Jesus is also a new Joshua, same name in Hebrew, different spelling in Greek. But instead of leading a conquest into a promised land, Jesus steps into the waters of baptism not for his own sins, but to identify with ours. He doesn’t need cleansing, but he joins us in the muck anyway. It’s not judgment, it’s solidarity. It’s not coercion, it’s consent.
And that’s the throughline of Jesus’s life and ministry:
He doesn’t rule like Adam, blaming others.
He doesn’t fight like David, wielding power for self-gain.
He doesn’t conquer like Joshua, driving people out.
He loves.
He joins.
He stays.
He doesn’t dominate; he descends.
He doesn’t coerce; he invites.
He doesn’t stand apart from our pain; he moves toward it.
This is the Jesus we’re invited to trust.
This is the gospel that flips the script.

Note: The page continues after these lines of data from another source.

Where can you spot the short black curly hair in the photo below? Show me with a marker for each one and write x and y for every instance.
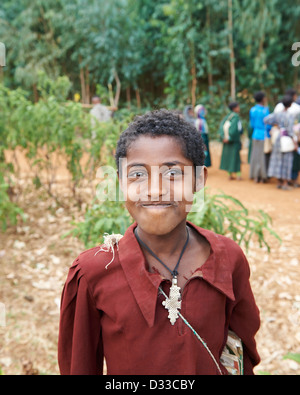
(163, 123)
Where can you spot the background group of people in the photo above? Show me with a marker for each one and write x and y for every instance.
(274, 139)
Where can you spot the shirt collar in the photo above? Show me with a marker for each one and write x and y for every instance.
(144, 285)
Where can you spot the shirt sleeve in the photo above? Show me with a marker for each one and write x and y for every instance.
(244, 319)
(80, 350)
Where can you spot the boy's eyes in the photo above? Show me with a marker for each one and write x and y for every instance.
(167, 173)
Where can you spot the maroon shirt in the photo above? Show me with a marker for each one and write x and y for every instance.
(117, 313)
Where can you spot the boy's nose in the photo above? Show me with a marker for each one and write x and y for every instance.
(157, 187)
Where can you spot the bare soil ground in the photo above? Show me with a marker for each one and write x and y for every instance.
(34, 261)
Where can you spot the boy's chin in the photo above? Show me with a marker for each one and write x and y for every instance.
(159, 228)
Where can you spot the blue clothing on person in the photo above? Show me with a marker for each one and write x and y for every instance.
(257, 115)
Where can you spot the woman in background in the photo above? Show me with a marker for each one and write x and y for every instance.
(230, 132)
(202, 127)
(258, 168)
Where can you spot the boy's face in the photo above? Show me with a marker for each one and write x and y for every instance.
(158, 182)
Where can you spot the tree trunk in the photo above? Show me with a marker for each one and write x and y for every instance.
(232, 60)
(87, 85)
(128, 97)
(35, 93)
(209, 62)
(194, 84)
(138, 98)
(118, 89)
(82, 83)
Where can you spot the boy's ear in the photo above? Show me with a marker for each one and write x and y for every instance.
(201, 177)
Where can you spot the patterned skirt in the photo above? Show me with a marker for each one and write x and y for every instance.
(281, 164)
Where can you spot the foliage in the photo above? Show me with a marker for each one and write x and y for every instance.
(220, 213)
(10, 213)
(166, 52)
(226, 215)
(110, 217)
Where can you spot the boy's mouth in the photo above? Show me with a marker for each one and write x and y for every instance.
(156, 204)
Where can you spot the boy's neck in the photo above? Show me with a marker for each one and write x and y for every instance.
(165, 245)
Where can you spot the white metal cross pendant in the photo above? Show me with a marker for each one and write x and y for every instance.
(173, 302)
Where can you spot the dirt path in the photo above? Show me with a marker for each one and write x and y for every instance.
(34, 261)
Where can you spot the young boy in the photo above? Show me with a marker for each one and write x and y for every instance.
(126, 303)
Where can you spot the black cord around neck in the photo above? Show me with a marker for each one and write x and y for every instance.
(173, 272)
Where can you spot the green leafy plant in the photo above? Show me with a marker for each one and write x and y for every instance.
(226, 215)
(107, 217)
(10, 213)
(220, 213)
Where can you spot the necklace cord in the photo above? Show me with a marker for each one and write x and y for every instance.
(173, 272)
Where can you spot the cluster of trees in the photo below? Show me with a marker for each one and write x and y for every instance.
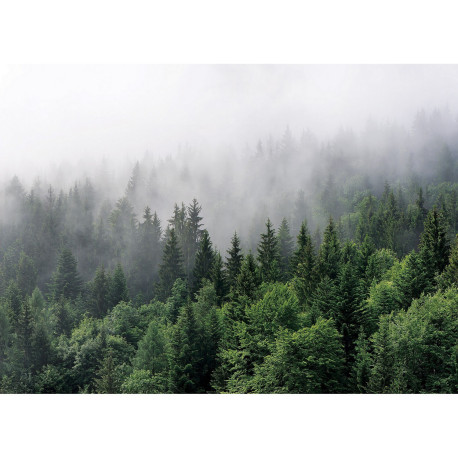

This is the kingdom that looks like love.
In Jesus, we don’t just get a prophet, but a God who chose solidarity with the suffering and the sinners. And in this, we are shown a whole new way of being human. Prophetic voices like “Jonah” may have powerful and true words, but the distance and attitude are erosive to themselves and community. As a movement, we desire to be counted among the weeping prophets. To draw near and identify with the greatest sins, the greatest sufferings as an act of worship to our great Savior.